Businesses often don't fully understand whether their security capabilities and controls are operating as expected until they are not. We had both struggled throughout our careers to provide measurements on security controls that go beyond simple uptime metrics. Our journey has shown us there is a need for a more pragmatic approach that emphasizes proactive instrumentation and experimentation over blind faith.
Defining new terms
In the security industry, we have a habit of not explaining terms and assuming we are speaking the same language. To correct that, here are a few key terms in this new approach:
- (Security) Chaos Experiments are foundationally rooted in the scientific method, in that they seek not to validate what is already known to be true or already known to be false, rather they are focused on deriving new insights about the current state.
- Security Chaos Engineering is the discipline of instrumentation, identification, and remediation of failure within security controls through proactive experimentation to build confidence in the system's ability to defend against malicious conditions in production.
Security and distributed systems
Consider the evolving nature of modern application design where systems are becoming more and more distributed, ephemeral, and immutable in how they operate. In this shifting paradigm, it is becoming difficult to comprehend the operational state and health of our systems' security. Moreover, how are we ensuring that it remains effective and vigilant as the surrounding environment is changing its parameters, components, and methodologies?
What does it mean to be effective in terms of security controls? After all, a single security capability could easily be implemented in a wide variety of diverse scenarios in which failure may arise from many possible sources. For example, a standard firewall technology may be implemented, placed, managed, and configured differently depending on complexities in the business, web, and data logic.
It is imperative that we not operate our business products and services on the assumption that something works. We must constantly, consistently, and proactively instrument our security controls to ensure they cut the mustard when it matters. This is why Security Chaos Testing is so important.

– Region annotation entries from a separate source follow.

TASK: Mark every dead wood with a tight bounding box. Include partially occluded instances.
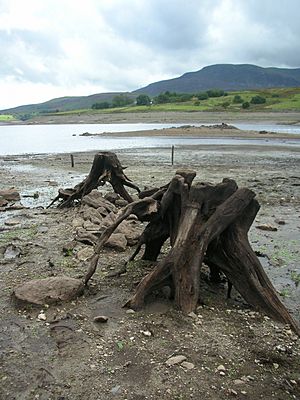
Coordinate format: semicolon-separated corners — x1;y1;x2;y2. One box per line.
125;175;300;334
84;197;158;285
47;151;140;208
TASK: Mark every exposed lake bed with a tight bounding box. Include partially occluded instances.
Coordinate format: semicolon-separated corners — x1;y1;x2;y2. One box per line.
0;117;300;399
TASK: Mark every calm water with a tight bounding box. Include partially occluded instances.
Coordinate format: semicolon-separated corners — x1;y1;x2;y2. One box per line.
0;123;300;155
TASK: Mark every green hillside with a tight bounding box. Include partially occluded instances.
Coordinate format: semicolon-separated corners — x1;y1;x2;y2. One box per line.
42;88;300;115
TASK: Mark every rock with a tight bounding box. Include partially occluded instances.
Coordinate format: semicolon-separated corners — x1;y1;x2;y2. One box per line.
105;233;127;251
140;331;152;337
275;219;286;225
4;218;21;226
83;220;100;232
126;308;135;314
181;361;195;369
76;247;94;261
4;244;21;260
115;221;141;246
72;217;84;228
188;311;198;319
115;199;128;207
215;364;226;372
93;315;108;324
83;207;103;225
13;276;84;305
0;197;8;207
104;192;120;204
233;379;245;385
37;226;49;233
0;189;21;201
110;385;121;395
166;355;186;367
97;206;109;217
102;212;116;228
82;189;116;212
37;312;47;321
256;224;278;232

What Security Chaos Engineering does is it provides a methodology for the experimentation of the security of distributed systems in order to build confidence in the ability to withstand malicious conditions.
In Security Chaos Engineering:
- Security capabilities must be end-to-end instrumented.
- Security must be continuously instrumented to build confidence in the system's ability to withstand malicious conditions.
- Readiness of a system's security defenses must be proactively assessed to ensure they are battle-ready and operating as intended.
- The security capability toolchain must be instrumented from end to end to drive new insights into not only the effectiveness of the functionality within the toolchain but also to discover where added value and improvement can be injected.
- Practiced instrumentation seeks to identify, detect, and remediate failures in security controls.
- The focus is on vulnerability and failure identification, not failure management.
- The operational effectiveness of incident management is sharpened.
As Henry Ford said, "Failure is only the opportunity to begin again, this time more intelligently." Security Chaos Engineering and Security Chaos Testing give us that opportunity.